Fourth Amendment Protections Against Unreasonable Searches
The Fourth Amendment to the Constitution of the United States prohibits
the state from performing an unreasonable search and seizure of a person.
In general, a police search must be supported by a warrant indicating
that the police has probable cause to search someone for evidence of a
crime, signed by a judge or magistrate.
When police conduct a blood alcohol concentration (BAC) test, it is considered
to be a search of a person. Thus, BAC tests are only valid if supported
by a warrant. In
Mitchell, the police drew blood from the defendant without a warrant when he was
unconscious. This would qualify as an unconstitutional search unless an
exception to the warrant requirement applied.
The Exigent Circumstances Exception
The Supreme Court has consistently held that a warrant is not required
for a police search to be considered reasonable, in situations where there
is a compelling need for official action and the government does not have
enough time to get a warrant.

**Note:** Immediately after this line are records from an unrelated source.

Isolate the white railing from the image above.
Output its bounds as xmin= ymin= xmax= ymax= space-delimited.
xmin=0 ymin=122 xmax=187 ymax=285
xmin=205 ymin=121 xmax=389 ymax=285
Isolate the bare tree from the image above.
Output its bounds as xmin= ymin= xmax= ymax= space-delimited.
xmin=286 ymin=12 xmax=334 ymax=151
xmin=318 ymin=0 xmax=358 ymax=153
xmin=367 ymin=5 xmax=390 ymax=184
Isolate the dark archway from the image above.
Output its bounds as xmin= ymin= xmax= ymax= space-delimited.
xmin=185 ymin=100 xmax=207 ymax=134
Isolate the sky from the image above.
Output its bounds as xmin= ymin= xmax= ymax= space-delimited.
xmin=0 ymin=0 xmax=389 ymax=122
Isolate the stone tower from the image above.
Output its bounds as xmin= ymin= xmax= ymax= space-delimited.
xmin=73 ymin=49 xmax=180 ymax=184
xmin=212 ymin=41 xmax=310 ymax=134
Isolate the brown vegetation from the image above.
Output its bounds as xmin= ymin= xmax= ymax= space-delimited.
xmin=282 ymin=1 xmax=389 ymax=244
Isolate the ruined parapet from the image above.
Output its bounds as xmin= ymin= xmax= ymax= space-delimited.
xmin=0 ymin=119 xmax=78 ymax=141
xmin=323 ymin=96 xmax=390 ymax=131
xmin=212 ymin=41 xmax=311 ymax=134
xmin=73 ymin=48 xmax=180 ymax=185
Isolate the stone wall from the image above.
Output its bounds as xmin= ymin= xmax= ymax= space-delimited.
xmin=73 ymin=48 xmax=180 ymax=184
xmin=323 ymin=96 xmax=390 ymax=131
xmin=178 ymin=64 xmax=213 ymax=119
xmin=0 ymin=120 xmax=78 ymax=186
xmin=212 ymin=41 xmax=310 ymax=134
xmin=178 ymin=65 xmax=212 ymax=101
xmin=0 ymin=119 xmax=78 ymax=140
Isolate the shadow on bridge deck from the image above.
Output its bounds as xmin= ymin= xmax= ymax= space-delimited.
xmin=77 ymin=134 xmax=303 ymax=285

For example, a warrant is not necessary
in cases where the destruction of relevant evidence is imminent, and a
warrantless search could prevent such destruction. The Court also noted
that the need to protect public safety through effective enforcement of
DUI laws based on accurate evidence was a compelling need for official action.
Because BAC evidence is subject to natural metabolic processes, there is
a limited window of time for police to obtain such evidence. However,
the ephemeral nature of BAC evidence does not necessarily mean the court
can categorically validate warrantless blood tests as an exigency. The
Court emphasized that an additional factor must be present to make conducting
BAC test sufficiently urgent. For example, if police are too bogged down
with more important duties related to the DUI, it would be unreasonable
to require them to secure a warrant in light of such responsibilities.
Mitchell, the Court found that drawing the defendant’s blood to secure BAC
evidence was reasonable because his unconsciousness prevented the police
from conducting a chemical breath test.